Steve slapped the table. “It’s just digging up what I want buried.”

“But—”

“Just go, will you? Just get out of here.”

“Won’t you please—”

“Get out. You’re . . . fired.”

“I was never hired, sir.” Sienna looped her purse over her shoulder and started to leave. She stopped, reached into her purse, and took something out. She tossed it on the glass-topped desk, where it pinged to rest. It was a key.

She left without another word.

Steve picked up the key, looked at it. Then threw it as hard as he could at the far wall. It made a mark, one he could see from all the way across the office. That’s what you’re good at, boy. Throwing stuff, making marks on walls and people. Keep it up.

He saw the face of Johnny LaSalle in his mind and wished he could throw something at it to make it go away.

 

 

8

 

 

Monday morning Steve gave his closing argument in the case of People v. Carlos Mendez.
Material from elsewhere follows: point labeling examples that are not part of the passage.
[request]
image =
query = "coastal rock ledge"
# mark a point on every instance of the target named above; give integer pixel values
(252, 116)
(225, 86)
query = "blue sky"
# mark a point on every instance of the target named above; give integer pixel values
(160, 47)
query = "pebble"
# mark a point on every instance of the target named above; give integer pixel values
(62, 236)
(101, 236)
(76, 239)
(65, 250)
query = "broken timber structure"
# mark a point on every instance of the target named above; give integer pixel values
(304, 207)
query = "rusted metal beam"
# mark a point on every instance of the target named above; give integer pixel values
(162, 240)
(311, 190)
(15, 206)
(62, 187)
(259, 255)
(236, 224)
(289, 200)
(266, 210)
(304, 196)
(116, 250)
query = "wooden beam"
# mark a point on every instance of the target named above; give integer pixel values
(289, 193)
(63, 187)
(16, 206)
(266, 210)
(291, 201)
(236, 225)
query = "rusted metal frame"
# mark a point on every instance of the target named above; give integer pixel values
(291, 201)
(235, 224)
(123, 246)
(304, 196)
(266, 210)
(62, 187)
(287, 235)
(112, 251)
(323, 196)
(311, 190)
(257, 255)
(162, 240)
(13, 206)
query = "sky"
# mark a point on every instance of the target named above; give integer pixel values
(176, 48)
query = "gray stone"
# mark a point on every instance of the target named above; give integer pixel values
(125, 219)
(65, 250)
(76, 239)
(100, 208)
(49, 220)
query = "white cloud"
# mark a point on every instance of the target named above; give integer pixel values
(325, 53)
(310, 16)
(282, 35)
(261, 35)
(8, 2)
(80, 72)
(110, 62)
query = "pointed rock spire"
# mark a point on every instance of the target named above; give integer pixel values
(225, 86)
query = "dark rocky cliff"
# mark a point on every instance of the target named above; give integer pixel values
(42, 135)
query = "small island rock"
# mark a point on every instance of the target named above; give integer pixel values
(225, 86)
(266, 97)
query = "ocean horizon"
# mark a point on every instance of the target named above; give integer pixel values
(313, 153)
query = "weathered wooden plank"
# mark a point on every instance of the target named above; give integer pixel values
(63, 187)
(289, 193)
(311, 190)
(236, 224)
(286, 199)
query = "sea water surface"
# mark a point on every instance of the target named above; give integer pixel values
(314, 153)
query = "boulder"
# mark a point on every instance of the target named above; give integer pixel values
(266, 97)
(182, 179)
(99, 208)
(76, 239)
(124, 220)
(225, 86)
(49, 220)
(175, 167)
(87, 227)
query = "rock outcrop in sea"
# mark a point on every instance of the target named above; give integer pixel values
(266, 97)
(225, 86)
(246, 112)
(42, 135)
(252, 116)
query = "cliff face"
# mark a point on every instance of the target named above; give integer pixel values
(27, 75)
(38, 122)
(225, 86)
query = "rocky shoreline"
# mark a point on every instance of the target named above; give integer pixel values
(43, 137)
Moira Hanson preceded him, laying out the devastating facts that made Mendez out to be the proverbial toast. Steve had to admit she was good. Poised and professional. A little cold perhaps, but a DDA could get away with that.

Not so the defense lawyer. As Steve got ready to make his argument he kept thinking about the old saying, supposedly uttered by Abraham Lincoln. When the law is against you, argue the facts. When the facts are against you, argue the law. When both are against you, pound the table and shout for justice!

Facing the jury, Steve thought Honest Abe knew what he was talking about. As he had no facts or law on his side to speak of, he was going to have to do some table pounding. Anything to persuade the jury.

That was the lawyer’s bottom line, after all. You persuaded, you did the best with what you had. As his crim-law prof had said that first year, if you find a nit you pick it. And that was how you “make a noise like a lawyer.”